If you have celiac disease, and you already have children or are planning to have children, you will be asking the question, “Will my children also have celiac disease?” Unfortunately, no one can actually answer that question definitively. What we do know is that relatives of people with gluten intolerance are more likely to be gluten intolerant. The more closely related, the more likely that two people will both be gluten intolerant. First degree relatives, which are parents, children, or siblings, have about an 11% chance of also having gluten sensitivity. So your children have an 11% chance of becoming gluten intolerant.
But there is no way to know if any of your children will be in those 11%. While there is clearly a genetic component to celiac disease, it is not straightforward; it is not inherited like eye color, for example. If one identical twin has celiac disease, 80% of the time, the other twin will also have it. However, fraternal twins have a much lower chance of sharing this condition, similar to the 11% risk of all first degree relatives.
When you look at the 80% of identical twins that share gluten intolerance, you have to wonder about the 20% that don’t. They have the same genes. Why don’t they both have intolerance 100% of the time? Similarly, what determines which one out of ten first-degree relatives of a person with celiac disease is going to have the illness?
The answer lies in the fact that gluten intolerance is multi-factorial. You do not just get it because of abnormal genes. Other things have to happen. In the most simple of terms, you could look at it this way – if you have all the genetic factors to tell your body you have gluten intolerance, but you somehow lived in a culture where gluten was not eaten, you would never get sick. At the very minimum, you must be exposed to gluten to actually have celiac disease. That may seem really obvious, but the exposure to gluten varies from culture to culture and family to family.
Back to the genetics of gluten sensitivity, it is known to be related to specific genes that code for HLA, or Human Leukocyte Antigens, with HLA-DQ2 and HLA-DQ8 accounting for 95% of the cases. Approximately 25% of people of European ancestry are HLA-DQ2 positive, yet only 4% of these develop gluten intolerance. The prevalence of gluten intolerance in persons of European ancestry is approximately 1%. Clearly something else is going on.
Gluten contains as many as 100 different proteins in its component glutenins and gliadins. It is not well digested, so that many different large pieces of gluten get down to the small bowel. It is there that they attach to HLA-DQ2 (or HLA-DQ8). These substances are presented to the immune system while attached to HLA antigens. They stimulate a type of T cells, immune cells that can release damaging chemicals. This begins a chain of events which makes the immune system attack intestinal epithelial cells, causing the damage seen in patients with celiac disease.
There are many steps in the sequence leading from gluten ingestion to intestinal damage. Some are well understood and some are not. The reasons why some people develop celiac disease and others do not are not completely clear.
It is believed that there are a number of other genes necessary, beyond HLA-DQ2 or HLA-DQ8 that must be present in order for gluten intolerance to develop. There must be another insult of some kind on the intestine that activates certain parts of the observed immune reaction in celiac disease. This may very well be infections by viruses that cause gastrointestinal disease, the kind of illness with vomiting and diarrhea that many children catch.
So, for your child to develop celiac disease, he or she must inherit a number of genes from you. These genes are not necessarily near each other on one chromosome and will not be passed on together. Additionally, other specific events must happen that as yet are poorly understood. If everything lines up in a certain way, your child may develop celiac disease. But more likely, he or she will not develop it.

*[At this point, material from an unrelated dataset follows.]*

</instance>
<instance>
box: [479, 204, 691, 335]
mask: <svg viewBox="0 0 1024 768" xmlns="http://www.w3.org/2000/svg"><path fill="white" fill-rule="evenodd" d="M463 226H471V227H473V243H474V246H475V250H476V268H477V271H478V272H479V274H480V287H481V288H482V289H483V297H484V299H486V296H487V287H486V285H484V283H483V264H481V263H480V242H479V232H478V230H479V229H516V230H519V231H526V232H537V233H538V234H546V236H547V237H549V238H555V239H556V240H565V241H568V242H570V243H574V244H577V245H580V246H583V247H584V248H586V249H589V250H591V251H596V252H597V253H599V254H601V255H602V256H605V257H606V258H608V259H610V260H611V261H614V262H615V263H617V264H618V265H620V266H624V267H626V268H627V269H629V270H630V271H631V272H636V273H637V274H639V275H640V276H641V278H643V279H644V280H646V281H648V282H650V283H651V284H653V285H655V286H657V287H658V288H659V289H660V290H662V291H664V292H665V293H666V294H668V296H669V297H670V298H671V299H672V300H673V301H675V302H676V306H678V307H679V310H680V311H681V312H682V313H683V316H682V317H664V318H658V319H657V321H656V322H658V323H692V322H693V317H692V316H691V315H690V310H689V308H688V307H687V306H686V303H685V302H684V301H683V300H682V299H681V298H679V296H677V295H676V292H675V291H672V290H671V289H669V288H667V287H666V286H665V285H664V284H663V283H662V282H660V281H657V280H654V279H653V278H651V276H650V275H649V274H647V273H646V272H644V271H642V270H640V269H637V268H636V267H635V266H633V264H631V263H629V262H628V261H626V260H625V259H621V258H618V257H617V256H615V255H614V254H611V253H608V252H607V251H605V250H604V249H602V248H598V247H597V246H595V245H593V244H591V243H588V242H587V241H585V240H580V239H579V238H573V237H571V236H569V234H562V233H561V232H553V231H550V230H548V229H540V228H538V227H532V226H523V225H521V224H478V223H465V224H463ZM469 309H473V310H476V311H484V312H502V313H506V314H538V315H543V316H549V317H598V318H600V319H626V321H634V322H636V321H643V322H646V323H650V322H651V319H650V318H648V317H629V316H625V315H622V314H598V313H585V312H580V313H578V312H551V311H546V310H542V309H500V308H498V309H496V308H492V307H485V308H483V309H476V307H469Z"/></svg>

Research in this area is very active and very interesting. Answers to some of the questions could have very practical applications. For example, does the age at which a child first eats wheat or gluten affect whether or not he or she will develop gluten intolerance? If the answer is yes, delaying the introduction of gluten into the diet might actually help prevent celiac disease. If you already eat a gluten-free diet, and decide to have children, it might not be difficult to keep your baby away from gluten.
So, although no one can tell you whether or not your child will develop celiac disease, the odds are 9 to 1 that he or she will not. Advances in understanding of gluten intolerance in the future may even give you tools to help prevent the disease, or minimize the disease, even if your children are genetically predisposed to have it.